Izzie Stock’s and Maddy Hoare’s husbands have dragged them and the kids out of London and into the English countryside, and the ladies are just miserable about it. They find common ground with one another and are grateful to have an ally in an otherwise unbearable setting, but their relationship goes into overdrive when Maddy’s husband is killed in a car accident and Izzie steps in to take care of her new friend. During Maddy’s recovery period the two discover an old recipe book — for cosmetics, not food — from Maddy’s fabulous French great-great-grandmother, and a small business is born. Izzie and Maddy set to work creating little pots of “healing cream”, basically a super-moisturizer, and it immediately becomes the most in-demand product in all of Great Britain.

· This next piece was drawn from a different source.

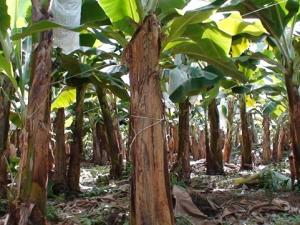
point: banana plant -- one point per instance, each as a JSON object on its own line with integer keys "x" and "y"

With the help of Maddy’s cousin, step-father and PR agent friend, the former housewives create a genuine cosmetics brand with real offices, shares, staff, buyout offers and everything.

There are of course some romantic entanglements in the novel, including an odd love trial (I’ll never understand how it’s considered OK for cousins to date and get married across the pond) and a not-so-happy marriage, but, for the first time in a while I was not all that interested in those parts. Instead I was fascinated by the formation of their business, constantly asking Mr. Wonderful-esque questions in my head: “But how much profit are they making? How will they keep up with the demand? How are they paying themselves and their employees?”

Honestly, a year ago I probably wouldn’t have been a big fan of this book, but Shark Tank has really turned me around. I’m not opening my own business or inventing anything anytime soon, I just have a new-found respect for small businesses and entrepreneurship and all that jazz. I highly recommend both the book and the TV show!